Dus zat ik met die torso in het vizier argumenten te verzinnen. Immanuël Kant, mijn beroemde 18e-eeuwse vakgenoot in de ethiek, zou er wel raad mee weten. Iets is alleen juist, zegt Kant, als het logisch is dat alle mensen in vergelijkbare omstandigheden hetzelfde zouden doen. Overweeg altijd: als iedereen dit nu zou doen. Zou iedereen zijn eigen muziek op topvolume aanzetten, dan wordt het een chaos en hoort bovendien niemand meer wat hij zelf wilde beluisteren. Zulk gedrag is onlogisch en dus onjuist. Had die torso Kant maar gelezen. Stel je voor dat iedereen dit zou doen!

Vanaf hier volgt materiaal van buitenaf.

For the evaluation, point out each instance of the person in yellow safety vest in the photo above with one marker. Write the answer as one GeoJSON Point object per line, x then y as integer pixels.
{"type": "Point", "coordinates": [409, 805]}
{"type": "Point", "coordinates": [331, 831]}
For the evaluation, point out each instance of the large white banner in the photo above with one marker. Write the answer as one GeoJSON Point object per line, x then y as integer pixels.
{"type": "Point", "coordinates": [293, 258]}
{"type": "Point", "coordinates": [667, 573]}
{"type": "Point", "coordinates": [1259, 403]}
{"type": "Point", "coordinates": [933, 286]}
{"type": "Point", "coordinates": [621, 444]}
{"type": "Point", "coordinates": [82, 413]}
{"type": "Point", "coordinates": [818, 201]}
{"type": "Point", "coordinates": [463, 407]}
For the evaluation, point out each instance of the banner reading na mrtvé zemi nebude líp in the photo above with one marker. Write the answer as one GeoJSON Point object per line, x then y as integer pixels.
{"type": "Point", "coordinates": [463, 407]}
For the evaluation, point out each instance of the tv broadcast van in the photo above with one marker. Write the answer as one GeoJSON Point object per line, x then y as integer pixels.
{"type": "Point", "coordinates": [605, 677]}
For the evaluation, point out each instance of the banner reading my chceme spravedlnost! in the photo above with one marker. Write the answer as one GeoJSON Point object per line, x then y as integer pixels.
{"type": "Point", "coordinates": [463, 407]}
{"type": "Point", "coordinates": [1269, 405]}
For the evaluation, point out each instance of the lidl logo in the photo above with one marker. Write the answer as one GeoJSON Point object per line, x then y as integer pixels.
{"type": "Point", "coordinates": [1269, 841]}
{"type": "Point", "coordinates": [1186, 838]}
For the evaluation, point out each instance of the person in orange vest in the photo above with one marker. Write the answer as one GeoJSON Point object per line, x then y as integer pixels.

Kants regel is vaak doeltreffend. Hoe gemakkelijk gooi je een klokhuis of bananenschil in de berm. Verteert toch wel! Maar stel je voor dat iedereen dat zou doen? Dan krijgen we bermen vol fruitafval dat ‘toch wel verteert’ en dat wil niemand. Niet meer doen dus. Kants richtlijn is zelfs verwant aan de gulden regel uit de Bergrede: Doe altijd wat jij wilt dat de mensen jou doen.
als niemand het doet
Toch vindt de Amerikaanse ethicus Hauerwas dat juist christenen de omgekeerde vraag moeten stellen: stel je voor dat niemand dit zou doen! Moesten christenen tijdens de pestepidemieën van de eerste eeuwen de steden intrekken om pestlijders te verzorgen en te begraven? Volgens Kants regel is zulk gedrag onlogisch. Velen werden zelf ziek en stierven. Stel je voor dat iedereen dat zou doen. Dan bleven er te weinig gezonde mensen over. Maar stel je voor dat niemand het zou doen. Dan zouden mensen ongetroost wegteren en werd nergens duidelijk hoever Jezus’ liefde gaat. Juist christenen moeten doen wat niemand doet.
Pas dat eens toe op het onbegrensd opvangen van vluchtelingen in Nederland. Als iedereen dat zou doen, destabiliseert de samenleving. Maar als niemand het zou doen, werd Gods onbegrensde gastvrijheid niet concreet. En denk eens aan het afzien van oorlogsgeweld bij agressie. Als iedereen dat zou doen, zou het kwaad op aarde zijn gang gaan. Maar als niemand het zou doen, proefde je nergens Jezus’ vijandsliefde die het kwaad juist door het goede overwint.
Nee, wees niet bang, ik volg Hauerwas niet volledig. Behalve het buitengewone moeten christenen ook vaak het gewone doen. Het is juist de kunst om uit te maken wanneer welke van die twee vragen sturend mag zijn.
Misschien moet ik me dus onderscheiden van de andere weldenkende campinggasten en zo’n torso juist niet geërgerd of kritisch benaderen. Wat zou er gebeuren als ik vriendelijk belangstelling toon voor zijn muzieksmaak en contact maak? Stel je voor dat niemand dat zou doen.